Cuando apretó el gatillo, el cañón del revólver estaba prácticamente en contacto con el depósito, y la llamarada que estalló con un rugido le expulsó tambaleando de espaldas de su refugio. Oyó el estruendo de varios disparos y sintió el silbido de una bala junto a su cabeza. El pánico se apoderó de él. Giró y corrió hacia los árboles y la pendiente que descendía en terrazas desde la carretera. Oyó dos disparos más y después algo le golpeó violentamente en la espalda y un relámpago de luz le estalló entre el cerebro y los ojos.

No debió estar inconsciente más de un minuto. Cuando recuperó el sentido, se encontró tirado boca abajo en la pendiente, sobre una superficie de agujas secas de pino y por debajo del nivel de la carretera.

Un dolor agudísimo le atravesaba la cabeza como un puñal. Trató de no moverse durante unos segundos. Después abrió otra vez los ojos y su mirada, reconociendo pulgada a pulgada el terreno, se posó en el revólver de Mathis. Alargó instintivamente el brazo para cogerlo. Su cuerpo palpitaba agónicamente, pero sus dedos aferraron el revólver. Esperó uno o dos segundos. Después, muy despacio, se puso de rodillas, se incorporó apoyándose en las manos y empezó a arrastrarse hacia la carretera.

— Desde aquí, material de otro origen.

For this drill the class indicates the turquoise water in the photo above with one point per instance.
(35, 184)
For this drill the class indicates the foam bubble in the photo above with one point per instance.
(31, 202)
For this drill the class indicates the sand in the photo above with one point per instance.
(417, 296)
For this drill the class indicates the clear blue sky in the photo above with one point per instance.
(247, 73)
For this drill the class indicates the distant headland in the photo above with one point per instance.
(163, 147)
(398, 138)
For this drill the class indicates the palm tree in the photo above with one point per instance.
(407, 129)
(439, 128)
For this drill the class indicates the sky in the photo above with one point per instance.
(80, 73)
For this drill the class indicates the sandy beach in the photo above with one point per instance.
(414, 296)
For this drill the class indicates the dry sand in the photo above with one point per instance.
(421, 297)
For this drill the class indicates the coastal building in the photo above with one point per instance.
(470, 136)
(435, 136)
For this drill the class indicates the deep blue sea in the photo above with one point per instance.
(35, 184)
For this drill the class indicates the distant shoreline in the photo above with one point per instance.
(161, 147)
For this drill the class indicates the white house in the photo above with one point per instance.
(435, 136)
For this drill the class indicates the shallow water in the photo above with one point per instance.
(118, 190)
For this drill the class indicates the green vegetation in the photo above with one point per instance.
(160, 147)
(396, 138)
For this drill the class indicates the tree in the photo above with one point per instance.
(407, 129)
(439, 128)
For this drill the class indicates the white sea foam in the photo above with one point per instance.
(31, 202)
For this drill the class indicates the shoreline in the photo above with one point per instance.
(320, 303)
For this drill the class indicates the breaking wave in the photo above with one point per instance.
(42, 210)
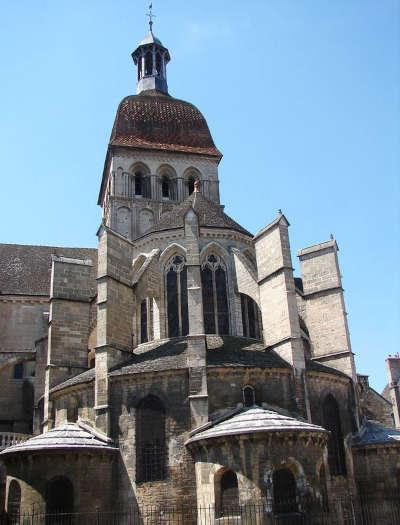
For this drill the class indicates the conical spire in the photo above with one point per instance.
(151, 59)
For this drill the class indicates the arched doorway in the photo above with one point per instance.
(284, 490)
(14, 500)
(59, 497)
(332, 422)
(229, 494)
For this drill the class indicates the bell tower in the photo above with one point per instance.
(151, 59)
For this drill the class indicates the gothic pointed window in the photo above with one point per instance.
(138, 183)
(158, 64)
(165, 187)
(251, 318)
(191, 182)
(150, 440)
(177, 306)
(143, 322)
(229, 494)
(284, 490)
(215, 298)
(336, 453)
(14, 501)
(19, 371)
(148, 63)
(249, 398)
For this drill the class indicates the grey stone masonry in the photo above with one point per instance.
(393, 368)
(325, 310)
(72, 289)
(198, 397)
(278, 305)
(115, 304)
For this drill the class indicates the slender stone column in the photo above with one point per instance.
(198, 395)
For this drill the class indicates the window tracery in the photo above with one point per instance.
(249, 398)
(229, 494)
(284, 489)
(332, 422)
(165, 187)
(177, 305)
(150, 440)
(251, 318)
(215, 299)
(143, 322)
(191, 182)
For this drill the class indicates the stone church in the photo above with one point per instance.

La onda expansiva de la explosión del depósito había diseminado fragmentos retorcidos de carrocería y de cuero humeante por toda la carretera. El hombre de la gorra de trabajador yacía de costado entre los restos del coche. La gabardina le colgaba en jirones carbonizados a su izquierda. Del coche en sí no quedaba más que una masa trémula e incandescente donde apenas se veía el esqueleto de hierro, retorciéndose bajo la terrible temperatura como si fuera de papel. En la carretera, un poco más arriba, el conductor se tambaleaba como si estuviera borracho, cubriéndose el rostro con las manos. El aire estaba impregnado de un hedor repugnante a carne quemada. No había el menor rastro de Moeller.

Graham se arrastró por la pendiente unas yardas, se puso dolorosamente en pie y se alejó, tropezando entre los árboles, hacia la carretera de abajo.